Metaphi Simhub

8 October 2025

By Ishan Gupta & Abhishek Chandwani

5 min read

Large language models have demonstrated superhuman capabilities in discrete, well-defined coding tasks, but their progression into truly agentic, collaborative software engineering partners is hampered by a fundamental limitation in training and evaluation. Current methodologies roots in either static benchmarks or binary notions of correctness. This creates a critical bottleneck, preventing the transition from "code completion" to "end user utility creation."

We introduce Metaphi Simhub, a platform designed to solve this challenge.

Our system will integrate three tiers of feedback signals:

foundational compiler and unit test results for functional correctness;
process-supervised rewards for intermediate code quality; and
a layer of interaction-based feedback derived from interactions with digital persona.

Our three-phase roadmap begins with a human-in-the-loop phase to generate the initial grounding data for our persona infra and also developing simulation scenarios which can also be procured by AI labs to validate their models, progressing to a fully automated and plug and play simulation environment.

Metaphi SimHub: An Interactive Simulation Environment for Multi-Step Code Generation

From the perspective of an AI agent, the world of CodeSim is a rich, multi-modal environment designed to replicate the complete software development lifecycle.

The Task Domain is not limited to single-function generation. Instead, agents are tasked with long-horizon projects that require planning, implementation, and iteration.

The agent's primary interlocutor is not a static text prompt, but interacting with a User Persona which in future can be digitally simulatable. This is the most critical element of the CodeSim world. Each persona has its own goals, preferences and context.

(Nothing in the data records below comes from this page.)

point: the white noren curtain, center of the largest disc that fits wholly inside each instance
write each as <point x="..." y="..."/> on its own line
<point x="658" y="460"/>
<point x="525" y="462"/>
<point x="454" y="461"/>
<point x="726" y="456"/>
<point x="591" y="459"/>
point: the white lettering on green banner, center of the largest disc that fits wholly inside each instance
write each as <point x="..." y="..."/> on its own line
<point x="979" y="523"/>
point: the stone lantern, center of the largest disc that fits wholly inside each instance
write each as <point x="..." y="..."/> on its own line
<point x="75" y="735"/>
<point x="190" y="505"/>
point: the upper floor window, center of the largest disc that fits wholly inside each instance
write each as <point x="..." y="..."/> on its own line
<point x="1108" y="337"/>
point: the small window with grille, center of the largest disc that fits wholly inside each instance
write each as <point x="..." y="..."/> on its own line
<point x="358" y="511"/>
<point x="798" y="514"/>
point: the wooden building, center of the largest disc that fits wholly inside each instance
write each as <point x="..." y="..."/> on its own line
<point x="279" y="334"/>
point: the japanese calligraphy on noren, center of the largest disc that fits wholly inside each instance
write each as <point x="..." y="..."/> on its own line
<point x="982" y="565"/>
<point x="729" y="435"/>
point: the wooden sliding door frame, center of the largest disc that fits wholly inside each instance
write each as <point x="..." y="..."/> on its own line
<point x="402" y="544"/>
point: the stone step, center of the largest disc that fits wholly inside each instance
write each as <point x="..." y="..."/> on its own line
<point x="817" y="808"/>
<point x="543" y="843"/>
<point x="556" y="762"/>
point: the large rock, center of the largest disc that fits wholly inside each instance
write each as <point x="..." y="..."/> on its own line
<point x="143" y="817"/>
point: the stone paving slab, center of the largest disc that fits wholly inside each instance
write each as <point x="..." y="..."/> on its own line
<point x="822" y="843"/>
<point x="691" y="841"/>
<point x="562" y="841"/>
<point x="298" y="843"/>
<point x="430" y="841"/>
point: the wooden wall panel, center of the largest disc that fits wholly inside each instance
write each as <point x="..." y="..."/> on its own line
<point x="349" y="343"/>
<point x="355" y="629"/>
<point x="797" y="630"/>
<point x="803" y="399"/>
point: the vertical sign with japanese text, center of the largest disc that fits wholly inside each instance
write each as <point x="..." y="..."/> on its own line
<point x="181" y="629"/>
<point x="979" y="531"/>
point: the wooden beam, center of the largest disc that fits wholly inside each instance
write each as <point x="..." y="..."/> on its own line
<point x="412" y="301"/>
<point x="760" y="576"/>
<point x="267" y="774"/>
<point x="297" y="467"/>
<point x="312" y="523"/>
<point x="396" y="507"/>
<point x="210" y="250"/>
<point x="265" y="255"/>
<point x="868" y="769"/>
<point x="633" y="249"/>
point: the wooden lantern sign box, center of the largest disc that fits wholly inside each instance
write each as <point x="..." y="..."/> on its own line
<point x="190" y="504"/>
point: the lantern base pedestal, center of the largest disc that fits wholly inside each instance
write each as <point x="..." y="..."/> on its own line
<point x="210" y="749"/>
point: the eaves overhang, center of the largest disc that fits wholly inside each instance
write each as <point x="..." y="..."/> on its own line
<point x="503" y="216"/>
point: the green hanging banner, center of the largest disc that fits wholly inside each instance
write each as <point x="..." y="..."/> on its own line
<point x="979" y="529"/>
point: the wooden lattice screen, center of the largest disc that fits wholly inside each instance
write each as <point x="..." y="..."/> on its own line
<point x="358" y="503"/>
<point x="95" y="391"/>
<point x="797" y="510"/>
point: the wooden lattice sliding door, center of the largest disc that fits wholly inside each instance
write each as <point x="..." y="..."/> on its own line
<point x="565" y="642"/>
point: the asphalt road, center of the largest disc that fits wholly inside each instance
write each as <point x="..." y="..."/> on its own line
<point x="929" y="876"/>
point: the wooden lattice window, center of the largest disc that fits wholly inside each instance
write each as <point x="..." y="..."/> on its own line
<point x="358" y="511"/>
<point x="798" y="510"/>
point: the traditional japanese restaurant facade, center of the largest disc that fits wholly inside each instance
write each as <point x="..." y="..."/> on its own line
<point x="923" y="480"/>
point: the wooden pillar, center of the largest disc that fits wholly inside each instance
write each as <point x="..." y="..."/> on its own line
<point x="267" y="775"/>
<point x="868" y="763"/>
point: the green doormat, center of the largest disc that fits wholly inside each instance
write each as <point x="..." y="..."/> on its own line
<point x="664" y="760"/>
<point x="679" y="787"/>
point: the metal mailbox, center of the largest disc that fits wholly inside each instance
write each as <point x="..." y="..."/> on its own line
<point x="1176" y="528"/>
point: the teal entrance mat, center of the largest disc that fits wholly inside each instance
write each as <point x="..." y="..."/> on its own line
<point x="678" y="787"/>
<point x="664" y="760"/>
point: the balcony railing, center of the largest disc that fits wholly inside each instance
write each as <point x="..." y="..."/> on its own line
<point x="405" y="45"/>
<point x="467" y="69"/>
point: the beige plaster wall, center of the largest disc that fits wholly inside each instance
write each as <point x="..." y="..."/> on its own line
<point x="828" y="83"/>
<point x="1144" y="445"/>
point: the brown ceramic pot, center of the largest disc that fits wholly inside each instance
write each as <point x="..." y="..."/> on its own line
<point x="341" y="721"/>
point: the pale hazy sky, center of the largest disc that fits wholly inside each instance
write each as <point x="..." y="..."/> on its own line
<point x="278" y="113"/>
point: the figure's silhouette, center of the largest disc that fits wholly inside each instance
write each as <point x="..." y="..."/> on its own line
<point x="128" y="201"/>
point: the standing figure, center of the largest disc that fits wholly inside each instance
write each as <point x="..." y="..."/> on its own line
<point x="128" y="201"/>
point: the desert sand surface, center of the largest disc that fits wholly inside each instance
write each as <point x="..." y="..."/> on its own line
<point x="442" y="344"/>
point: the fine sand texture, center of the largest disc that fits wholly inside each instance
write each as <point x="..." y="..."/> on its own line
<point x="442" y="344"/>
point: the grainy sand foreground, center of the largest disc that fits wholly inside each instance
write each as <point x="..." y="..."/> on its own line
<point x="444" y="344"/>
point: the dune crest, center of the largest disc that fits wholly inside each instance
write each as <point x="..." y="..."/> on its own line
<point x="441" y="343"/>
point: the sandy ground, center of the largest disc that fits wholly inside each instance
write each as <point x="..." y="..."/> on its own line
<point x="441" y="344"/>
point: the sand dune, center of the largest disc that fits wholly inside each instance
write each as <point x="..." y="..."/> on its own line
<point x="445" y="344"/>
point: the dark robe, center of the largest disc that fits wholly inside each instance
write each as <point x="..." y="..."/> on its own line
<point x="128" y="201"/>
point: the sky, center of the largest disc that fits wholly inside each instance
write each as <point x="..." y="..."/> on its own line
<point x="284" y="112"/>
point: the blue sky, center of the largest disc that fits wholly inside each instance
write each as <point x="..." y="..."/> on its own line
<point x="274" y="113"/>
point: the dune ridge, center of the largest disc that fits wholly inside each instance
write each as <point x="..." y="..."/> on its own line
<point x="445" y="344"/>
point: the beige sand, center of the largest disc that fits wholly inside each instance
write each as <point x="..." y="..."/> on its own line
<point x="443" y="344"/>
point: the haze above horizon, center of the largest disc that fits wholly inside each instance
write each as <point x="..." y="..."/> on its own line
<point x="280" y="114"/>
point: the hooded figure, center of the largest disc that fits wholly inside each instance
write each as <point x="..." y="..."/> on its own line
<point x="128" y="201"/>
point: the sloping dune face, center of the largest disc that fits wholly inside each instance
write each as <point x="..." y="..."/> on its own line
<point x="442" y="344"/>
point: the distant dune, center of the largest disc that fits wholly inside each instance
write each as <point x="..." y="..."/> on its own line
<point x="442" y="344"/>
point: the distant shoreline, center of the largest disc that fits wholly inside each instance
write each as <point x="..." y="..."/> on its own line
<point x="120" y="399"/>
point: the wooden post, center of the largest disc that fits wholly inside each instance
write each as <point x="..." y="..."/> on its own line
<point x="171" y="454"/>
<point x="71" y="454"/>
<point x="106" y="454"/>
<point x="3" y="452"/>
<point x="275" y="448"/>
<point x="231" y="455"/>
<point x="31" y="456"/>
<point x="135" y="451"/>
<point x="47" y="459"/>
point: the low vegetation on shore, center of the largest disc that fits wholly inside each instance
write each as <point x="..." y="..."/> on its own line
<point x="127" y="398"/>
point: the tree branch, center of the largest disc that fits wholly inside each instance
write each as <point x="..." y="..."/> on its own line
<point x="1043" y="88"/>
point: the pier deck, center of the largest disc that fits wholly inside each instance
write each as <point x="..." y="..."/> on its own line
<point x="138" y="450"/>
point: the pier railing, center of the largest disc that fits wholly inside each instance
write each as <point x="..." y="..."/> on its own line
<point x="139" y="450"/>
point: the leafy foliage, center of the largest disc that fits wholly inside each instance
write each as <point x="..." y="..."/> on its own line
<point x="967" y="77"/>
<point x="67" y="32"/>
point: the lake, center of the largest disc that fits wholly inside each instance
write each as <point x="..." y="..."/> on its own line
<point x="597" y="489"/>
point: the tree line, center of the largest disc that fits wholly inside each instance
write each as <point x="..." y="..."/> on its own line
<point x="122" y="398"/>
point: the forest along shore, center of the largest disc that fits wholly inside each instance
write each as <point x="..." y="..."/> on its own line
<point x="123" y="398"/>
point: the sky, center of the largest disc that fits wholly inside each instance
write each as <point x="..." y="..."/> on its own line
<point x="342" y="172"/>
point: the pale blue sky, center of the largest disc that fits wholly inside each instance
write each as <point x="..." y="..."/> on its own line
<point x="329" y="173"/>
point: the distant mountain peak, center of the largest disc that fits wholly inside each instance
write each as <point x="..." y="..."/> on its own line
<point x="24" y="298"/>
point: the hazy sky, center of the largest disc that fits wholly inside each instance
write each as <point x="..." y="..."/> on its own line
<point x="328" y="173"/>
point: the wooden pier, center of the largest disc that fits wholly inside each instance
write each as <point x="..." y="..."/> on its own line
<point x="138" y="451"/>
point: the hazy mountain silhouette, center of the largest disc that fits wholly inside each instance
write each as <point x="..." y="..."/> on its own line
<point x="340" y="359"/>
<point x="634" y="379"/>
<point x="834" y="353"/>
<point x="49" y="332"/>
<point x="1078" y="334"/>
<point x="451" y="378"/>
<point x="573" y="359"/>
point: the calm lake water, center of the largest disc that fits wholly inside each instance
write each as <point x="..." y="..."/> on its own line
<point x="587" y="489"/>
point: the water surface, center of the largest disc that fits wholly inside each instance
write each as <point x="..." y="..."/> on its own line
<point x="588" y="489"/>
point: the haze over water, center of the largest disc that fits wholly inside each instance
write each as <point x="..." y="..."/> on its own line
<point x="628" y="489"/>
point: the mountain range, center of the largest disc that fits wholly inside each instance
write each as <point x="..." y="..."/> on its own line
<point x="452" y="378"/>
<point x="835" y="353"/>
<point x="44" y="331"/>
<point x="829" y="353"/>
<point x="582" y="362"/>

The Dynamic User Simulation Engine

This engine is the component responsible for bringing the user personas to life. It is not merely a script player; it is a system for generating dynamic, goal-oriented, and reactive behaviors. Each persona will be defined by a set of goals (e.g., schedule a music lesson), a knowledge base (e.g., knows how to use a web browser), and a set of preferences (e.g., prefers simple UIs).

The engine's behavior models is directly inspired by the simulation techniques used in autonomous driving. In Waymo's simulator, other vehicles can be controlled via two modes: log playback, which replays the exact behavior recorded from a real-world drive, and more sophisticated reactive models like the Intelligent Driver Model (IDM), which follows a recorded path but adjusts its speed and behavior based on the actions of the autonomous vehicle and other agents in the scene. We bring this dual capability to code generation with Simhub. This dual capability is essential for both rigorous, reproducible testing and for discovering emergent failure modes.

The Task Structure is defined by the long-horizon goals provided by the user persona. An episode in this environment is not a single function generation but an entire project, such as "Implement a user login page with email and password fields." The episode terminates upon successful completion as judged by the persona's satisfaction criteria, or upon failure, which could be triggered by the persona "giving up" in frustration after too many failed attempts. This approach to defining a curriculum of interactive, language-defined tasks aligns with the research direction for training generalist agents, such as DeepMind's Scalable Instructable Multiworld Agent (SIMA), which is trained on a portfolio of skills across many different interactive virtual environments.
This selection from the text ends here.